Azure database for MySQL zone and region disaster recovery
The Azure database for MySQL instance can be scaled up and down depending on your organization requirements without downtime, as described at: . This article describes all possible failure events (except for region-level failure), which are automatically managed by the Azure database for MySQL service, without admin intervention. Azure database for MySQL offers zone-level redundancy at the database layer. The following sections discuss Azure database for MySQL zone and region disaster recovery options.

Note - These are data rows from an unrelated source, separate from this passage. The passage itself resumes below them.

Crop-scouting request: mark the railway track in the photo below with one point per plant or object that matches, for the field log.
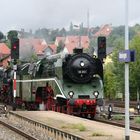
(34, 130)
(18, 131)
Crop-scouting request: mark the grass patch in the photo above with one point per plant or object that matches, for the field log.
(99, 134)
(137, 120)
(78, 126)
(118, 117)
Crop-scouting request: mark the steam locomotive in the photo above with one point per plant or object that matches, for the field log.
(76, 82)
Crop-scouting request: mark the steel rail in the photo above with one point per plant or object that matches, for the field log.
(16, 130)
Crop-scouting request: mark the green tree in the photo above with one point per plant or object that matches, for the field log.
(60, 46)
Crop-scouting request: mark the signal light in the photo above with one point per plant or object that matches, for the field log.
(15, 48)
(101, 47)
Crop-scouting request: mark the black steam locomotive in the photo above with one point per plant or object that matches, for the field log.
(75, 80)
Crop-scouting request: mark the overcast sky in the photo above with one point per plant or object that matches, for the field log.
(34, 14)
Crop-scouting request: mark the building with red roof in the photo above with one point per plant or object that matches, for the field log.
(28, 47)
(105, 30)
(72, 42)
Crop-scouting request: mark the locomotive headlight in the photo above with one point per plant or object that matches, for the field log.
(82, 64)
(71, 93)
(96, 94)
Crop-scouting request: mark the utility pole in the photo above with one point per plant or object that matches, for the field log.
(14, 57)
(127, 121)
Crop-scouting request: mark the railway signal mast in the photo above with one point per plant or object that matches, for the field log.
(101, 47)
(14, 57)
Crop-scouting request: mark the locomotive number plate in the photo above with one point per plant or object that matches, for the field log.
(82, 71)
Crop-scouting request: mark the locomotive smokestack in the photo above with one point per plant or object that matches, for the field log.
(78, 50)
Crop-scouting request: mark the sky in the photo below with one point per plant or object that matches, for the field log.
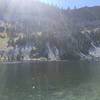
(73, 3)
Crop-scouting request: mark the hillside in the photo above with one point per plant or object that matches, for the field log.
(46, 31)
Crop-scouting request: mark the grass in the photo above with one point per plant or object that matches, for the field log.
(3, 42)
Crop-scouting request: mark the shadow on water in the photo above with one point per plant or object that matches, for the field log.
(49, 81)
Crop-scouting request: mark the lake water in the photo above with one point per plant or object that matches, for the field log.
(50, 81)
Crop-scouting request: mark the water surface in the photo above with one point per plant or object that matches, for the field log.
(50, 81)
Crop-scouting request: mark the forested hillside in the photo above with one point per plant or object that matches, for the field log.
(43, 31)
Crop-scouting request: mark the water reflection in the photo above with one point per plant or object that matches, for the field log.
(50, 81)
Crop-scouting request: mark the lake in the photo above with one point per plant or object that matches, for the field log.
(50, 81)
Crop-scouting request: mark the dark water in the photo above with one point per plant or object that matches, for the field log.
(50, 81)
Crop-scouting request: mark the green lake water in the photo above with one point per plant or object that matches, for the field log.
(50, 81)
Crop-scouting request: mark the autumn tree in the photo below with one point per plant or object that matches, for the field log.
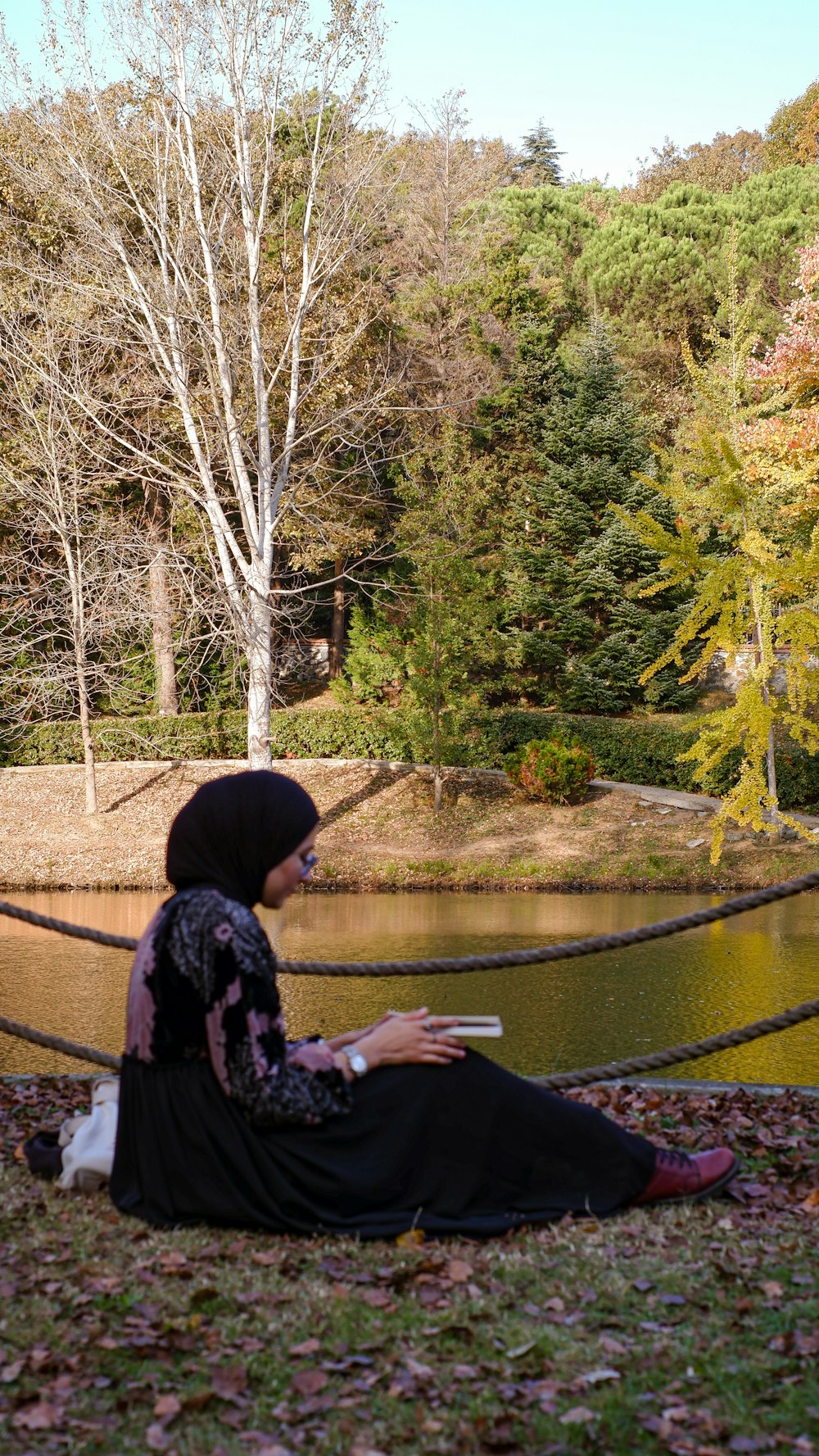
(747, 542)
(437, 234)
(221, 189)
(717, 165)
(70, 565)
(793, 131)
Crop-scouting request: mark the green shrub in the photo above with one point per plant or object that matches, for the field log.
(630, 751)
(552, 769)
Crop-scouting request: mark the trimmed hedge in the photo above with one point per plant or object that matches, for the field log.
(630, 751)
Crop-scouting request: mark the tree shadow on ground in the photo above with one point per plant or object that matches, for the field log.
(149, 783)
(380, 781)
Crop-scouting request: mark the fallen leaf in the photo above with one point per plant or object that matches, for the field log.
(230, 1382)
(156, 1437)
(459, 1272)
(309, 1382)
(377, 1298)
(577, 1416)
(521, 1350)
(39, 1417)
(307, 1347)
(597, 1377)
(166, 1408)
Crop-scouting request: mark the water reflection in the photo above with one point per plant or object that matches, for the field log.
(554, 1017)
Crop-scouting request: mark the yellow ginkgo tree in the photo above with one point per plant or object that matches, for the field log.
(747, 542)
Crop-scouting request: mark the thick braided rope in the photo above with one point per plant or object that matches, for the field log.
(569, 950)
(79, 932)
(560, 1081)
(70, 1049)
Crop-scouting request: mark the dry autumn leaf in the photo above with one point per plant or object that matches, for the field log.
(168, 1407)
(230, 1382)
(309, 1382)
(577, 1416)
(39, 1417)
(459, 1272)
(307, 1347)
(412, 1240)
(156, 1437)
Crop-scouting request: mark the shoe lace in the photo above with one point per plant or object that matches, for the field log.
(669, 1158)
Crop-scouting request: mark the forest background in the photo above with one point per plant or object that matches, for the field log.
(271, 373)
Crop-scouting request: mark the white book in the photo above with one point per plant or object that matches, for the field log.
(477, 1027)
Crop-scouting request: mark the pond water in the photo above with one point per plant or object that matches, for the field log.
(556, 1017)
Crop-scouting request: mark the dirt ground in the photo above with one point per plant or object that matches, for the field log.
(380, 832)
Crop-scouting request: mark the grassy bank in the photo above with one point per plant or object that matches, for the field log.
(687, 1330)
(380, 832)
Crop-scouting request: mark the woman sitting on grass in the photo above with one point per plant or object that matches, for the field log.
(371, 1133)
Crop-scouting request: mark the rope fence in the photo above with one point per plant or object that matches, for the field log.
(592, 946)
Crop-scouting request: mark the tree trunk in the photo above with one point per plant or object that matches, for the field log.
(437, 747)
(337, 629)
(771, 766)
(88, 742)
(260, 672)
(166, 698)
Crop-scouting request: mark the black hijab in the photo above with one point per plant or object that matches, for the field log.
(234, 830)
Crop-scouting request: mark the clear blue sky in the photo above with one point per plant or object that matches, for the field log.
(611, 78)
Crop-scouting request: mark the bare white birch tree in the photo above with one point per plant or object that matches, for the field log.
(226, 191)
(69, 573)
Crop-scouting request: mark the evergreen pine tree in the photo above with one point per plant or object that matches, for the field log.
(539, 157)
(579, 635)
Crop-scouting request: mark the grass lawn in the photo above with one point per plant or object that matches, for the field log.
(689, 1330)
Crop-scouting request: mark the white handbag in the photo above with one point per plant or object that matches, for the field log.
(88, 1142)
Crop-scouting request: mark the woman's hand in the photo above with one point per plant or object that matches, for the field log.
(316, 1056)
(412, 1036)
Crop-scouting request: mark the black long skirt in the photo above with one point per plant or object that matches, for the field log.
(463, 1149)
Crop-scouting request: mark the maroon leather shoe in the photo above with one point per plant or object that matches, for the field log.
(681, 1175)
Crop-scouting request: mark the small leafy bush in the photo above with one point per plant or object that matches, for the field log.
(552, 769)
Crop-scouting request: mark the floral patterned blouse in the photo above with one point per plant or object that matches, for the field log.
(204, 985)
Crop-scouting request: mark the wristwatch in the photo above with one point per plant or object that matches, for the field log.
(357, 1060)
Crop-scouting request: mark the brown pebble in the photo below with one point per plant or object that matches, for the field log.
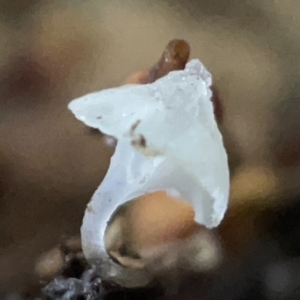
(50, 263)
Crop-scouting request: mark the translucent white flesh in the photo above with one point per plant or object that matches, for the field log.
(168, 139)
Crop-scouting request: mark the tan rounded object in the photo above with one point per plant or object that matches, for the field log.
(159, 218)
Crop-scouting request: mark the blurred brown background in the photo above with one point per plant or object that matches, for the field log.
(50, 52)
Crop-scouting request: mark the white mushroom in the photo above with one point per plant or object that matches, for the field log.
(168, 139)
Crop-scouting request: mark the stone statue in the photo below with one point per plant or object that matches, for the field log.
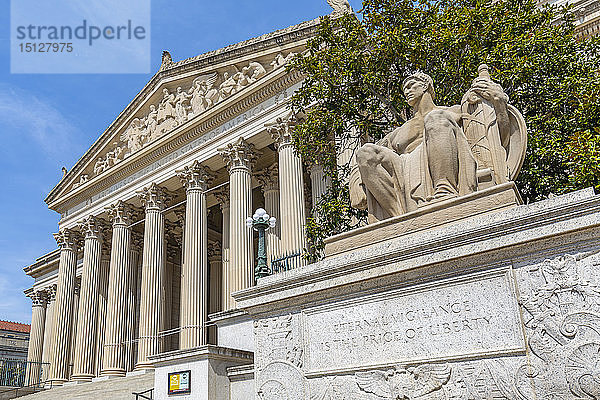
(134, 136)
(203, 94)
(340, 6)
(430, 158)
(181, 105)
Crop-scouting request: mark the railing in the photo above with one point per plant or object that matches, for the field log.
(19, 373)
(142, 395)
(286, 263)
(29, 389)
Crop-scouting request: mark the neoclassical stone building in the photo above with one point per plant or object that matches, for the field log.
(152, 237)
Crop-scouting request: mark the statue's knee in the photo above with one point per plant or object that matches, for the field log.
(366, 155)
(439, 123)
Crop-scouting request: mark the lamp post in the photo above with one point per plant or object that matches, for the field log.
(260, 222)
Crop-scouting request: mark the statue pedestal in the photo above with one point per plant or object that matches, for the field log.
(490, 200)
(504, 304)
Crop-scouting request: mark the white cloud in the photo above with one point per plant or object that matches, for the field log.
(23, 113)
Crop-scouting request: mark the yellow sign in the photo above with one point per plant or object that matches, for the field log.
(179, 382)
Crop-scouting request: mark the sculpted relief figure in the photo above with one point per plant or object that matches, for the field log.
(203, 94)
(176, 108)
(181, 106)
(430, 158)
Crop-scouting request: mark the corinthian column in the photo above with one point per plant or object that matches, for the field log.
(87, 321)
(269, 181)
(223, 199)
(154, 199)
(291, 187)
(113, 357)
(102, 305)
(319, 183)
(239, 158)
(194, 272)
(135, 248)
(36, 337)
(48, 332)
(63, 313)
(214, 285)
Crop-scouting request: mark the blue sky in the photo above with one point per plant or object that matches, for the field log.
(49, 121)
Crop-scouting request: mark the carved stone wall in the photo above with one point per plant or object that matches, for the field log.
(558, 308)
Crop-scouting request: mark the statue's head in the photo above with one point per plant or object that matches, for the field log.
(417, 84)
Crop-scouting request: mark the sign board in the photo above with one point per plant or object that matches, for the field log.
(180, 382)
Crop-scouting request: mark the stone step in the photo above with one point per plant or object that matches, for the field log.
(113, 389)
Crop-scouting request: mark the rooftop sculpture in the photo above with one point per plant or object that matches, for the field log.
(442, 152)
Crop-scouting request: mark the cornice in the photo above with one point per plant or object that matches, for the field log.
(276, 39)
(269, 86)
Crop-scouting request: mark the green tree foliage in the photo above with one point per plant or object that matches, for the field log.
(354, 69)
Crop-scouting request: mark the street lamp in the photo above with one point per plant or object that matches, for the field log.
(260, 222)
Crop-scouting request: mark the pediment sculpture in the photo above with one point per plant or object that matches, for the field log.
(179, 106)
(442, 152)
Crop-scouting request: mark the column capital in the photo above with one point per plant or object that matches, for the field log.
(195, 176)
(39, 298)
(67, 239)
(51, 293)
(77, 287)
(170, 228)
(239, 155)
(214, 251)
(222, 197)
(137, 241)
(119, 213)
(268, 178)
(154, 197)
(92, 227)
(282, 128)
(180, 214)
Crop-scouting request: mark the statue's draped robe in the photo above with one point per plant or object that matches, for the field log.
(415, 187)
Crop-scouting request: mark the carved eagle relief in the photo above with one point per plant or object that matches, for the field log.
(340, 5)
(413, 383)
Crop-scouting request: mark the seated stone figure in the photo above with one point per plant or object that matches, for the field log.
(429, 158)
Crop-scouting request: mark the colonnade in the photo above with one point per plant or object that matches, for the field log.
(120, 305)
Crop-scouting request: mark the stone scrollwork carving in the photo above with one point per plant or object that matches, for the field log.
(179, 106)
(280, 341)
(405, 383)
(562, 320)
(281, 381)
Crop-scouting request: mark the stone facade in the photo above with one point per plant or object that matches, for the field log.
(152, 236)
(503, 306)
(14, 340)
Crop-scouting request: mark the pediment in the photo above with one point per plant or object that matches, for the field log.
(178, 94)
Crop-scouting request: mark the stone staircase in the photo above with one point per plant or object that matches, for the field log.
(110, 389)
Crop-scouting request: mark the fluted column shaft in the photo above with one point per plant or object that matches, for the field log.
(320, 183)
(240, 158)
(153, 272)
(132, 301)
(291, 188)
(102, 306)
(223, 198)
(36, 337)
(63, 313)
(47, 352)
(194, 272)
(76, 298)
(214, 286)
(113, 357)
(269, 180)
(87, 321)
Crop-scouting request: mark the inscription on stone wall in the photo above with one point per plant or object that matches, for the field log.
(456, 318)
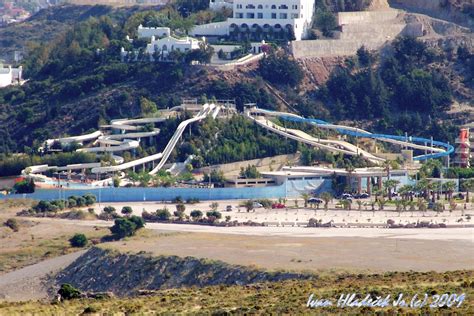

- Point in Time Restore from backup.
- Geo-restore from geo-replicated backups. The Azure database for MySQL service offers geo-redundant storage (GRS) backups, which in turn allow for region-level redundancy with some expected downtime for restoring database backups from another region in case of a region failure. Azure Database for MySQL automatically creates server backups and stores them in user configured geo-redundant storage. Backups can be used to restore your server to a point-in-time. Azure Database for MySQL takes backups of the data files and the transaction log. These backups allow you to restore a server to any point-in-time within your configured backup retention period.
- Read replicas.
Azure database for MySQL disaster recovery cases
In case of a zone-level disaster, there is no administrator intervention needed. All necessary steps are carried out automatically by the Azure database for MySQL service to ensure service recovery from another availability zone in the affected region. Azure Database for MySQL is suitable for running mission critical databases that require high uptime. Built on Azure architecture, the service has inherent high availability, redundancy, and resiliency capabilities to mitigate database downtime from planned and unplanned outages, without requiring you to configure any additional components. Azure database for MySQL accounts for both planned and unplanned downtime and has built-in mechanisms to mitigate both planned and unplanned downtime.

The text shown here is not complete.